An orchestrator of situations and 'private games', Sophie Calle's artworks unpack the dichotomies of personal and public, reality and fiction, and art and life in her ongoing unfolding and revisiting of stories.
Read MoreIn particular, she is recognised for her detective-like ability to follow strangers and investigate their private lives.
For Suite Vénitienne (Venetian Suite) (1980—1994), Calle followed a man she encountered briefly in Paris, referred to as Henri B. Documenting her journey in black-and-white photographs, maps, and texts, Calle shadows Henri B. all the way to Venice, and back to Paris. Later iterations of the work saw the artist re-present the journey in a confessional sound installation and a text borrowing the physical and narrative format of a detective casebook.
The elaboration of chance events extends to The Address Book (1983), which began when Calle found an address book on the street, belonging to a man named Pierre. Treating her finding as a quest to get to know Pierre through the contacts listed in his address book, Calle documented this process in interviews, personal commentary, and photographs, and published a series of articles in the newspaper Libération.
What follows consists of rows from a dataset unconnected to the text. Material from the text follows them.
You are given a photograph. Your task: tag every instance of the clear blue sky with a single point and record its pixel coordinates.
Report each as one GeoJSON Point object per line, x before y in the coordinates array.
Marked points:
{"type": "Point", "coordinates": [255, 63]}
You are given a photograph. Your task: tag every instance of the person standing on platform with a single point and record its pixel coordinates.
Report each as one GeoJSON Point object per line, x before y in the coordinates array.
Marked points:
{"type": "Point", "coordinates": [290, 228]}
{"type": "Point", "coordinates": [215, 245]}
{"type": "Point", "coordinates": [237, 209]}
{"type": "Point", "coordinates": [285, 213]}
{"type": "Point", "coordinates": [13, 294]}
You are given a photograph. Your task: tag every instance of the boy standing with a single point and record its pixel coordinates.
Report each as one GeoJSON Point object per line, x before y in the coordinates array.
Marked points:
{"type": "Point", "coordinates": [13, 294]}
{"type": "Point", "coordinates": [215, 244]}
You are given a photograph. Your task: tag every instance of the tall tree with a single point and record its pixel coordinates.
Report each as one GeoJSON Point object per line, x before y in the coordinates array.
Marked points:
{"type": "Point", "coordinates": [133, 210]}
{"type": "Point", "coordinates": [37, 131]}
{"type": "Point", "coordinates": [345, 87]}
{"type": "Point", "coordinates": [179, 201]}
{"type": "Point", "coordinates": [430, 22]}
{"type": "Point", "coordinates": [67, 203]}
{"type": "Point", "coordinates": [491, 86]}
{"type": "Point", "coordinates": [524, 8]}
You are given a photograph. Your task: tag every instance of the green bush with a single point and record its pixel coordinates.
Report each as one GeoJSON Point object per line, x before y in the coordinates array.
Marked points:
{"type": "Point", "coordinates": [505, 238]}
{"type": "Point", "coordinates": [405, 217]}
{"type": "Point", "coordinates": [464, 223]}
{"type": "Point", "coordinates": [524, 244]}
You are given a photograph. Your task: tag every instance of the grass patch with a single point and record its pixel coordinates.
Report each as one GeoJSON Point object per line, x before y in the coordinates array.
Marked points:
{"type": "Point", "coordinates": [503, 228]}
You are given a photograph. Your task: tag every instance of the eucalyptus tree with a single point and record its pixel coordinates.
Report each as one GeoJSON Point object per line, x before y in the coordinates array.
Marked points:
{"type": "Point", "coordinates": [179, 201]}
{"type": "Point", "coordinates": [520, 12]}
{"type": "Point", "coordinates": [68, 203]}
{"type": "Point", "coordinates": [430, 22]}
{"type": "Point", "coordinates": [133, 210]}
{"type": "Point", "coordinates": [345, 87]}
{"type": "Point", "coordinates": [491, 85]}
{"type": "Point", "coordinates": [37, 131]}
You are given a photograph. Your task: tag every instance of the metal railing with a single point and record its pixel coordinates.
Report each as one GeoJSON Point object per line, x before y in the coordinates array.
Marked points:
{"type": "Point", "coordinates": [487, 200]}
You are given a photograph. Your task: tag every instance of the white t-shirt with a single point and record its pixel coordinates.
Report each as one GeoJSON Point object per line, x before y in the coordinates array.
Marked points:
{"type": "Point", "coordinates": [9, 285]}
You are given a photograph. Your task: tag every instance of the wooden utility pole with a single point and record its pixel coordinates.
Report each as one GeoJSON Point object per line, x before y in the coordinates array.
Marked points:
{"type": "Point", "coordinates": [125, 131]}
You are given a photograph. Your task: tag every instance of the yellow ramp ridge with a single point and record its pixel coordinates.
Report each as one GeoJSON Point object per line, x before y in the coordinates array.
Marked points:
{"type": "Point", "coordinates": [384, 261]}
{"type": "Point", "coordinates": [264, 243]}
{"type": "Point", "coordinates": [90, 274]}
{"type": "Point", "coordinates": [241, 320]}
The events and interactions of Calle's early practice are characteristic of her oeuvre as a whole, with surveillance, voyeurism, and narrative used as compelling and sometimes controversial devices through which to explore intimacy and human experience. Calle's practice has also been seen to align with the Oulipo French literary movement of the 1960s, in which constraints are sought to generate new structures and methods of writing.
In a conversation with Catherine Shaw for Ocula Magazine, Calle states: 'I am an artist trying to provocate through different situations, to use them as a tool in order to make a work of art. Sometimes it is through using life and text or images. I have a tendency to work with quite arbitrary situations.'
Calle's storytelling has oftentimes examined personal events in the artist's own life. When Calle represented France in the 2007 Venice Biennale, she presented Take Care of Yourself (2007), where she asked over a hundred women to analyse a break up email to Calle from her former partner, with the work's title taken from the email's closing line. The installation itself reveals the various interpretations of the email—interpretive dance, legal annotations, performative responses, musical translations, and spelling and grammar corrections, amongst others.
In her project Rachel, Monique, which was published as a book in 2017, Calle processes the death of her mother through diary excerpts, narrrative storytelling, and photographs. These somewhat obsessive, performative exercises in processing intimate loss and grief operate as a cathartic outlet for the artist, while establishing an affinity with her audience through the sharing of universal experiences.
Calle is known to appropriate distinct formats such as the documentary, forensic report, or genre novel, and chooses her mediums based on what she views as the most effective way to communicate the outcomes of an event she has facilitated. Voir la mer (2011) loosely borrows from the documentary portrait convention, comprising a series of video portraits which capture the reactions of residents of Istanbul as they see the ocean for the first time.
Though her practice can be seen to have a sociological or anthropological dimension, Calle states her work is not produced for sociological reasons, but for artistic reasons. For Voir la mer, Calle begins with shots of the residents' backs, leaving their initial reactions private before they face the camera. In this sense, Calle complicates the boundaries of chance and control, authorship and integrity, while nevertheless revealing poignant moments of her subjects' experience.